I was pleased to see I had captured my initial impression of Spirit Adrift’s new album recently:
I was excited for Spirit Adrift’s new album today but had no idea it would be this good. Curse of Conception sets too high a bar, in much the same way Khemmis’s Hunted does. But I’m on the last track, “The Way of Return,” and am smitten. He is so good. The nod to Pink Floyd at the end is tasty.
I finally got to see them live last night at a tiny bar in Boston. I had tickets last year but could not get off of work. I was disappointed because, as I get older, I am becoming acutely aware of how little time is left and how much great music there is to experience.
The acoustics were surprisingly good. For such a small venue they had nice house equipment and a talented audio engineer. While this is the only nice thing about the physical space, it was enough.
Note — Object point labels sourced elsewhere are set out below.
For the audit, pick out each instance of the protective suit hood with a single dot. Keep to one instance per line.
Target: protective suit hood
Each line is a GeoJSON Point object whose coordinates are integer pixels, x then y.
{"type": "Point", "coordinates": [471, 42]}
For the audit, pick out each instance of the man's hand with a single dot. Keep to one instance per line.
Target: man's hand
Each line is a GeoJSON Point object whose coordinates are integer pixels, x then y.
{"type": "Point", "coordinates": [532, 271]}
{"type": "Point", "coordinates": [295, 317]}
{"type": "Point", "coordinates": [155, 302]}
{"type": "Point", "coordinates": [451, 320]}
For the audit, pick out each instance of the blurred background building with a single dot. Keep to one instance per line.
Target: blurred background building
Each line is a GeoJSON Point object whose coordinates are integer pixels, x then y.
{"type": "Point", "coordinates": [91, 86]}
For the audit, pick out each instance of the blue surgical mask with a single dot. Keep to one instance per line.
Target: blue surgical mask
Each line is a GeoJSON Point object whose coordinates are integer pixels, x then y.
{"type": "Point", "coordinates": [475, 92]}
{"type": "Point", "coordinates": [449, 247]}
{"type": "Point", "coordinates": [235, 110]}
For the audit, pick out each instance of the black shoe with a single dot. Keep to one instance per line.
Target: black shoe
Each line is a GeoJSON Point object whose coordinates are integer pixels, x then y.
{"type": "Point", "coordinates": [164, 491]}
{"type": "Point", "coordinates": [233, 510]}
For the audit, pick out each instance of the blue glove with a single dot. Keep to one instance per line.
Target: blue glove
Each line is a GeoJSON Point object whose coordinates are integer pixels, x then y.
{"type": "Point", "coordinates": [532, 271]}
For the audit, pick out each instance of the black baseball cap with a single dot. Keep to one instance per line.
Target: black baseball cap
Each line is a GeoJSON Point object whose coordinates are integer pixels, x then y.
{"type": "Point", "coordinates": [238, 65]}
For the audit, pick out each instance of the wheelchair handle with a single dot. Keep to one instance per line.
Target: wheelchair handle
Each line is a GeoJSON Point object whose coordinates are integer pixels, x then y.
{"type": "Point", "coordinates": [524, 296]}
The band was amazing. I’m really starting to appreciate how heavy doom metal can be live, which is stupidly something I already know. To be fair, Nate Garrett’s opening words were (loosely) “We’re Spirit Adrift and we’re a heavy metal band”. But there is no mistaking the musical foundation and sensibilities: this is neither death nor speed, rather, beautiful doom in the manner of bands like Katatonia, Khemmis and Pallbearer. However, unlike them, his songwriting is powerful in part because it is straight-ahead. This is not to say it is simplistic, rather, there is a clear foundation upon which the musicians expand throughout each song. Instead of relying too much on tempo changes or odd time signatures, as is the fault of too many prog bands, they embrace nuance. That which must be sacrificed to speed is allowed to flourish, in such a way that, when the speed comes, it feels as fast as bands twice that. The grooves are huge and blend well with his voice, something that took me a while to really appreciate. It is rare to find that a vocalist sounds better live than he does recorded, but this is true not only of Garrett but the band as a whole. There is a presence only partially captured in their recordings: they fill the stage in a way that feels complete.
They are also consummate musicians. Their playing was tight and responsive, which, as most people never realize, is harder to do than doing so fast. His guitar work is simply gorgeous. I’m on record as preferring this style of soloing over shredding, so I won’t try to defend it. Those who love David Gilmour will simply understand.